Question

The strengths of 5.6 volume of hydrogen peroxide (of density 1 g/ml) in terms of mass percentage and molarity (M), respectively, are:
(Take the molar mass of hydrogen peroxide as 34 g/mol)
A) 0.85 and 0.5
B) 0.85 and 0.25
C) 1.7 and 0.25
D) 1.7 and 0.5

Answer 1

Hint: Since we have the volume strength and density of hydrogen peroxide. First, we can calculate the molarity by dividing volume strength by 11.2 litres. Before calculation, we need to find out the mass of the solution (in grams) by the given density.

Formula used:
The molarity of a substance can be calculated by the given formula;
\[Volume\,strength = 11.2 \times molarity\]
In order to calculate the total mass of the solution, the given formula is to be used:
\[mass\,of\,solution = 1000ml \times density\]
To calculate the mass percentage of hydrogen peroxide we need to find out the mass of solute, which can be done by:
\[mass\,of\,solute = moles \times molar\,mass\]

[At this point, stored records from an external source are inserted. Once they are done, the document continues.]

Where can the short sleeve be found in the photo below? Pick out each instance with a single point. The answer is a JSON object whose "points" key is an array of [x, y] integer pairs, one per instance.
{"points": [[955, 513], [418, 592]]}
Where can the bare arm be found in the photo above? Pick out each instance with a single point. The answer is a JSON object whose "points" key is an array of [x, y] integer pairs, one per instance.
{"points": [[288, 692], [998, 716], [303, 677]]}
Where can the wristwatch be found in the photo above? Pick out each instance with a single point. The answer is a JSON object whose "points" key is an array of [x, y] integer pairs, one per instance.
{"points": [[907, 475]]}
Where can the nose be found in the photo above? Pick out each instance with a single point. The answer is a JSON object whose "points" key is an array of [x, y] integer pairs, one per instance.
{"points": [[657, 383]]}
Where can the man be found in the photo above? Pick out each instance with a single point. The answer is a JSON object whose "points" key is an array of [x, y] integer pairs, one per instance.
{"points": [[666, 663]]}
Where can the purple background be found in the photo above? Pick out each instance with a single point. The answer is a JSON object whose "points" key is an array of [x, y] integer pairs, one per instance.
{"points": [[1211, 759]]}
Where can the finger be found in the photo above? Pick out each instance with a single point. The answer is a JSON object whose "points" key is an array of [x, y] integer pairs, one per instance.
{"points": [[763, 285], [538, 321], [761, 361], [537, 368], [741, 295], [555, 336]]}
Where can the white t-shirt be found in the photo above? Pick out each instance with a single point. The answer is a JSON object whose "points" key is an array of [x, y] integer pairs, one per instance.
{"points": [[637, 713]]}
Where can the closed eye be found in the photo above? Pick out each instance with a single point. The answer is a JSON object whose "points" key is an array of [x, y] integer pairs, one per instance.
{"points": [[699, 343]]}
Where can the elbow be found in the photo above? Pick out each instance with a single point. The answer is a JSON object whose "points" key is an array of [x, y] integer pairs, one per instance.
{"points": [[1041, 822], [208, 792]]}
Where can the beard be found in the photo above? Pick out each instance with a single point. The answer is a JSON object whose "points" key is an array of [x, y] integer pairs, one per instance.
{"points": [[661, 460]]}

Complete Step by Step Solution:
It is given that; the volume strength of hydrogen peroxide is 5.6
The density of hydrogen peroxide is 1g/ml, therefore the molarity is given by
\[Volume\,strength = 11.2 \times molarity\]
\[Molarity = \dfrac{{5.6}}{{11.2}} = 0.5\]
Assuming that the solution is of 1 liter,
\[mass\,of\,solution = 1000ml \times density\]
\[mass\,of\,solution = 1000ml \times 1g/ml\]
\[ = 1000g\]
Now, \[mass\,of\,solute = moles \times molar\,mass\], therefore
\[ = 0.5mol \times 34g = 17gm\]
The mass percentage of hydrogen peroxide is given by,
Mass percentage = \[\dfrac{{17}}{{1000}} \times 100 = 1.7\% \]
Hence, option D is the correct answer

Note: Hydrogen peroxide also offers a wide variety of uses such as it is used for the treatment of minor cuts, as an antiseptic agent, for rinsing of the mouth to remove mucous, and also helps in the treatment of minor mouth irritations such as cold sores and cankers.